1.IŞİD’ın yöntemleri birebir Taliban yöntemi
IŞİD, Suriye ve Irak kaosundan ortaya çıktı. Kısa sürede umulmadık bir etkinlik kazanan örgütün yükselişini kolay kolay izah etmek mümkün değil.
IŞİD’in Suriye ve Irak’ta yaygınlaşmasıyla Taliban’ın Afganistan ve Pakistan’da yaygınlaşma şekli arasında birebir aynilikler var. Her iki coğrafyada da önce istikrarsız eylemce grupların yaygınlaşması daha sonra da bir örgüt vasıtasıyla süpürme harekatı söz konusu.
Şimdi IŞİD bir merkez adına süpürme harekatı yapıyor.
2.IŞİD’in katliamları
IŞİD sadece abartılı zaferleriyle değil, katliamlarıyla da gündemden düşmüyor.
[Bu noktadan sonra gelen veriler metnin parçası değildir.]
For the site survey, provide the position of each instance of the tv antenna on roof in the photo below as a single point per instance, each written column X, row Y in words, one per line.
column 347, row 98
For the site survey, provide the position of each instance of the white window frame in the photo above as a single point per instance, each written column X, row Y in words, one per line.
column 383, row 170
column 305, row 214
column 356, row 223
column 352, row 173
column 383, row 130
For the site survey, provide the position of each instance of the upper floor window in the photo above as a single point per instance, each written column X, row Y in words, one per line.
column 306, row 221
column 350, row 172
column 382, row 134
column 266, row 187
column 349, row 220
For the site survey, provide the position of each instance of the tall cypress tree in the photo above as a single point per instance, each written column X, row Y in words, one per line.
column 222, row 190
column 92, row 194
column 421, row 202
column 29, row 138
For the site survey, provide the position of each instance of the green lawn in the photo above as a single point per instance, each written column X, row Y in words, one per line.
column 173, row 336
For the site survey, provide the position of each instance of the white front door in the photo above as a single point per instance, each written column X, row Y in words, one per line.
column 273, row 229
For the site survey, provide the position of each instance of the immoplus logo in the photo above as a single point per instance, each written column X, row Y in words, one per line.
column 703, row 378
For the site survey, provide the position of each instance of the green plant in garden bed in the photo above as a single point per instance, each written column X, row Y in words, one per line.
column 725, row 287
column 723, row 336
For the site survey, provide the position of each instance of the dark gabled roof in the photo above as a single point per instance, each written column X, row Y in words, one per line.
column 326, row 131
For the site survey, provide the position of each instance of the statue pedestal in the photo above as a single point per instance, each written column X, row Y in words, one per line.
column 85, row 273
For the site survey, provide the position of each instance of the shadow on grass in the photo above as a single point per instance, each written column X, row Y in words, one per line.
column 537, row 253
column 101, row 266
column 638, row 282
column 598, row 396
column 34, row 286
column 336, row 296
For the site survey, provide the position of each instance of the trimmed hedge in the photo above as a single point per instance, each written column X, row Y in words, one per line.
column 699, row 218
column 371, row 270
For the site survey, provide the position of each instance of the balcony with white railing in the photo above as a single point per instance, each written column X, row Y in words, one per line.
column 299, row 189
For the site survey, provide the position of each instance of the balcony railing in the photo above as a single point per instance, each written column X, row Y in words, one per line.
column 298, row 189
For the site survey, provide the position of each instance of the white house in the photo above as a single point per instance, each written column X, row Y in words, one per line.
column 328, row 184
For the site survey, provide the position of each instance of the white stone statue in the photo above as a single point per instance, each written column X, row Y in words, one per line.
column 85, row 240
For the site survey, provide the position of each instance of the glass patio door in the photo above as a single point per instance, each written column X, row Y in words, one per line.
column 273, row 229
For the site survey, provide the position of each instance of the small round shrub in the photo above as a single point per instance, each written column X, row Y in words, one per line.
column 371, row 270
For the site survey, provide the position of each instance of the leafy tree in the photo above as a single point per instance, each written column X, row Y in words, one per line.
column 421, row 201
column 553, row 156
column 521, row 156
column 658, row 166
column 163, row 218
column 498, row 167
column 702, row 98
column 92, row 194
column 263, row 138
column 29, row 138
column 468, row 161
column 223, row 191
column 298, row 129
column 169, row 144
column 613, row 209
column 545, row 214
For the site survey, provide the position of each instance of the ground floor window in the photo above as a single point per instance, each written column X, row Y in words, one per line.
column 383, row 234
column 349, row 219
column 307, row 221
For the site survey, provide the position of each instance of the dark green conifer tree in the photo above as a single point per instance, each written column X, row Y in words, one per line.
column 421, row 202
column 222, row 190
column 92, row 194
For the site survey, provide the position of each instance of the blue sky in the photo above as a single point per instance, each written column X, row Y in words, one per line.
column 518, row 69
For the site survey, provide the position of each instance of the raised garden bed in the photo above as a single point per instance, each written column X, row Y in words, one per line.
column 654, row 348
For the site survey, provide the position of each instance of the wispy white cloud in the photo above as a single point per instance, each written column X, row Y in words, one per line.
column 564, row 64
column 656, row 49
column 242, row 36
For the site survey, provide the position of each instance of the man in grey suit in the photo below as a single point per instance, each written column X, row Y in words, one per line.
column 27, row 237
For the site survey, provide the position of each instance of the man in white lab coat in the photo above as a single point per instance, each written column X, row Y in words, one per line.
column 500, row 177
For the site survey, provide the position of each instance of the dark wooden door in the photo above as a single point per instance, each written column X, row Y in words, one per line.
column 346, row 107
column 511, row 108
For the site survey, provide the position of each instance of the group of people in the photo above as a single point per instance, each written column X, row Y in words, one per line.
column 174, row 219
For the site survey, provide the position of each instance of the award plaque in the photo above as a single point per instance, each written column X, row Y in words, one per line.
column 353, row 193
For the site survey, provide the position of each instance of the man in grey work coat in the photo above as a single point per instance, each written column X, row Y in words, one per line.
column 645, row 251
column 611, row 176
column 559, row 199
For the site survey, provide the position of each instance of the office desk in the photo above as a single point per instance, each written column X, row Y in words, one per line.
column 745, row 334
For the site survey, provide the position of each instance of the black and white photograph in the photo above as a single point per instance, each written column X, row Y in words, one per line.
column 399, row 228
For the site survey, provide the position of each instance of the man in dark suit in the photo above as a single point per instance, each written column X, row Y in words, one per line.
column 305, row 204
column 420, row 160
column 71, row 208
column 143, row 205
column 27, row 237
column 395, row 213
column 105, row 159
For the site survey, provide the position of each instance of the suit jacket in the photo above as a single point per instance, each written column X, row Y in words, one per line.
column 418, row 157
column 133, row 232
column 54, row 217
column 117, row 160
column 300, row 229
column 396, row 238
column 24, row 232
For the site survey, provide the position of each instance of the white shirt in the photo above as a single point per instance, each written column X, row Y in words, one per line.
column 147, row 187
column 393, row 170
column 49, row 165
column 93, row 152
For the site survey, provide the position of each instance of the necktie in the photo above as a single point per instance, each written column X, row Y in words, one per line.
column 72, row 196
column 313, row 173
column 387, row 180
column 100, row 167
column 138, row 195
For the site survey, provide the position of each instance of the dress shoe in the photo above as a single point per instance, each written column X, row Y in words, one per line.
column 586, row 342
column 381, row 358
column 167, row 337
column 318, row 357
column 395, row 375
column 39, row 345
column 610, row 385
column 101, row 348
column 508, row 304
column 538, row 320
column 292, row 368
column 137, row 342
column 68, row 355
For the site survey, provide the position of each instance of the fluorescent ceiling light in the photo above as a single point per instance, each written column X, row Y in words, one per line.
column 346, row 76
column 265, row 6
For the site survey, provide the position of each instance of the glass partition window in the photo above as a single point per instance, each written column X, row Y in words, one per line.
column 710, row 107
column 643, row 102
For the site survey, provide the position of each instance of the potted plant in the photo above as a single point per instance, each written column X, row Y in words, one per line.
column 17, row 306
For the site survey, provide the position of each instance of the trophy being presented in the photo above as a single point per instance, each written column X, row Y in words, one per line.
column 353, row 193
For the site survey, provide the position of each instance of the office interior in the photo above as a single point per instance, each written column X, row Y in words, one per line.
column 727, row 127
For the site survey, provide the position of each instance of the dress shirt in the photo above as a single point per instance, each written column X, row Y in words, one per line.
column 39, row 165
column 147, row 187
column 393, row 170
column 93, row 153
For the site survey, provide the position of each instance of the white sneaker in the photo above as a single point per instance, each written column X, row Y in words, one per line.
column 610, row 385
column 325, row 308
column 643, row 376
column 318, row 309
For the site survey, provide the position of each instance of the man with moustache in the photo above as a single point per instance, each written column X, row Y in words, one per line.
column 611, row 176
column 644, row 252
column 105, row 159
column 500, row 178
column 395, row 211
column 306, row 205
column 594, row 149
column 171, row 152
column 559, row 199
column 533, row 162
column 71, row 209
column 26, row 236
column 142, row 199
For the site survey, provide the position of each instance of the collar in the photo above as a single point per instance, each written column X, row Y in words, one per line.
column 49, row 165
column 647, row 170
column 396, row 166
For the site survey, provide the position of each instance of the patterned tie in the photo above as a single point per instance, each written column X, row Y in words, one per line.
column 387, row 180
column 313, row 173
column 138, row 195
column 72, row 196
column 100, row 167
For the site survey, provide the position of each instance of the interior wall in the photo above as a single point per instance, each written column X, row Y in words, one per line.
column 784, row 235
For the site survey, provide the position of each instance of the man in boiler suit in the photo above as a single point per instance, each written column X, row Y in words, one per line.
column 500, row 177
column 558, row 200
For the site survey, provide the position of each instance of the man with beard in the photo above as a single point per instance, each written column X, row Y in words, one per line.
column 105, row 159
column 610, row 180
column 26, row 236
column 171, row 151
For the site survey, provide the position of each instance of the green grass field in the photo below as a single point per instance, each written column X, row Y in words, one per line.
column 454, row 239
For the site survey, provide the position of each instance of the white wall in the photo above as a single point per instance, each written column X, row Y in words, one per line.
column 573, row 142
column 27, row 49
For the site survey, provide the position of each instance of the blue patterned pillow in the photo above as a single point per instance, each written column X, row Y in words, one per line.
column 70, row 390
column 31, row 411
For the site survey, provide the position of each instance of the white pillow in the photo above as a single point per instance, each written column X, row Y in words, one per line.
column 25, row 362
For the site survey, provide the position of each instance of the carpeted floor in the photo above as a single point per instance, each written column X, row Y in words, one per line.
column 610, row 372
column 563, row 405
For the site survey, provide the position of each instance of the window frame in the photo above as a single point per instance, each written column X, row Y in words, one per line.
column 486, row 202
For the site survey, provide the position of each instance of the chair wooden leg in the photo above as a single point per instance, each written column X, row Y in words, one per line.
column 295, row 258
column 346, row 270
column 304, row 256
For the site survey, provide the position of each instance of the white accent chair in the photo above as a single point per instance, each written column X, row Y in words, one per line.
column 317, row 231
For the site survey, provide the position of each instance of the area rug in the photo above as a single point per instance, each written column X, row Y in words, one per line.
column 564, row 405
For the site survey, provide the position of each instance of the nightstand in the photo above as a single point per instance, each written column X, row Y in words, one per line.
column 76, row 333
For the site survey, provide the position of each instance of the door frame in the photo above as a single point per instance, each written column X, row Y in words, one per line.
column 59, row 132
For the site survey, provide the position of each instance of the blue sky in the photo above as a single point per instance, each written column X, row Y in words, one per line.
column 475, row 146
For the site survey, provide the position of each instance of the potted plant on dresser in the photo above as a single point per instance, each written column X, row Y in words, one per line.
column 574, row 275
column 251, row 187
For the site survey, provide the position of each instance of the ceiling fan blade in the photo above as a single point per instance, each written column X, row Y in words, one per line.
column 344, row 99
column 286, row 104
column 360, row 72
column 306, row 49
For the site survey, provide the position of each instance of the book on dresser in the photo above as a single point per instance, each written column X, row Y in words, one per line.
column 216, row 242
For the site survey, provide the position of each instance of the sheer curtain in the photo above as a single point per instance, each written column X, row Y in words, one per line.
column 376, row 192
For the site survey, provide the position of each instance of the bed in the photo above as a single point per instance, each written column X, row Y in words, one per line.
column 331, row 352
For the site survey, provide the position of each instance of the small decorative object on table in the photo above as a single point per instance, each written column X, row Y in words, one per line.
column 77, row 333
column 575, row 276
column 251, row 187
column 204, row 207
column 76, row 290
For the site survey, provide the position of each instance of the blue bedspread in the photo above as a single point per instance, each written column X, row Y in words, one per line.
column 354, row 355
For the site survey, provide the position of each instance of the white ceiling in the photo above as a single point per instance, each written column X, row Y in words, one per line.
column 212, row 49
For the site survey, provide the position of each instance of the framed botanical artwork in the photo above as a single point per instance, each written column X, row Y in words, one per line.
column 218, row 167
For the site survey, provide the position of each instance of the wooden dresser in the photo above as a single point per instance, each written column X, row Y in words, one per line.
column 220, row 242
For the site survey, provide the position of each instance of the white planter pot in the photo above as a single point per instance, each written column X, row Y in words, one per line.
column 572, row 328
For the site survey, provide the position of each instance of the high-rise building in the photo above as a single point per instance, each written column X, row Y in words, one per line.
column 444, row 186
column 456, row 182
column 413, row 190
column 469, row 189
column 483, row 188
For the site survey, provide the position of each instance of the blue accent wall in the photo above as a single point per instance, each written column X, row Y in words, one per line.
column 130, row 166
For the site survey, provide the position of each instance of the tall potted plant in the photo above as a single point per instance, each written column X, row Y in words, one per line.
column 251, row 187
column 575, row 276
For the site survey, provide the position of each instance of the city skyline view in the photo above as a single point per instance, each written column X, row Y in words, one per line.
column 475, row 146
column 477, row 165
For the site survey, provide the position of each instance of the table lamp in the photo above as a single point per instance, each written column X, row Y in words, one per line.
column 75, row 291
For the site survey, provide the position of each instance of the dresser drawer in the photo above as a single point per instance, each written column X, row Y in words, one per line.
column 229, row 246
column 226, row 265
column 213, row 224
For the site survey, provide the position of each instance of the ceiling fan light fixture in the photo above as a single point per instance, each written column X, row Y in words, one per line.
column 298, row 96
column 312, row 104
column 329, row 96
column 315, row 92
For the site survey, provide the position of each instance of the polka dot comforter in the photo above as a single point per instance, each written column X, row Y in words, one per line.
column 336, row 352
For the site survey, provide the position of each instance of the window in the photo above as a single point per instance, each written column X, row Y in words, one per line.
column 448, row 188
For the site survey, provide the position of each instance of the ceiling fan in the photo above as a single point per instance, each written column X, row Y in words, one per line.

Örgüt kendi inancı dışında olan herkesi küfürle itham ediyor ve ayrı inançtaki herkesi İslam adı altında Vehhabiliğe geçmeye zorluyor.
IŞİD bütün Vehhabi yapılar gibi türbe ve mezar düşmanı.
Davut Peygamber’in makamını mezara tapıldığı gerekçesiyle havaya uçurdular. Örgütün hedefleri arasında Kabe ve Peygamber Efendimiz’in kabri şerifinin bulunduğu Ravza-i Mutahhara’yı yıkmak da var.
3.IŞİD’in Suriye rejimiyle de ‘iyi ilişkiler’i
IŞİD’in Suudi Arabistan ve İran’la ilişkilerinin ötesi de var.
IŞİD’in Suriye rejimiyle de ‘iyi ilişkiler’inin olduğu biliniyor. Esad’ın affıyla hapisten çıkan IŞİD’cılar şimdi örgütün yönetim kademesinde yer alıyor. Esad güçlerinin diğer muhaliflere oranla IŞİD’le daha az çatışmaya girdiği verilerle sabit. IŞİD’e İran ve Suriye desteğini seslendirenler arasında Türk Dışişleri Bakanı Davutoğlu’nun da olması ilginç.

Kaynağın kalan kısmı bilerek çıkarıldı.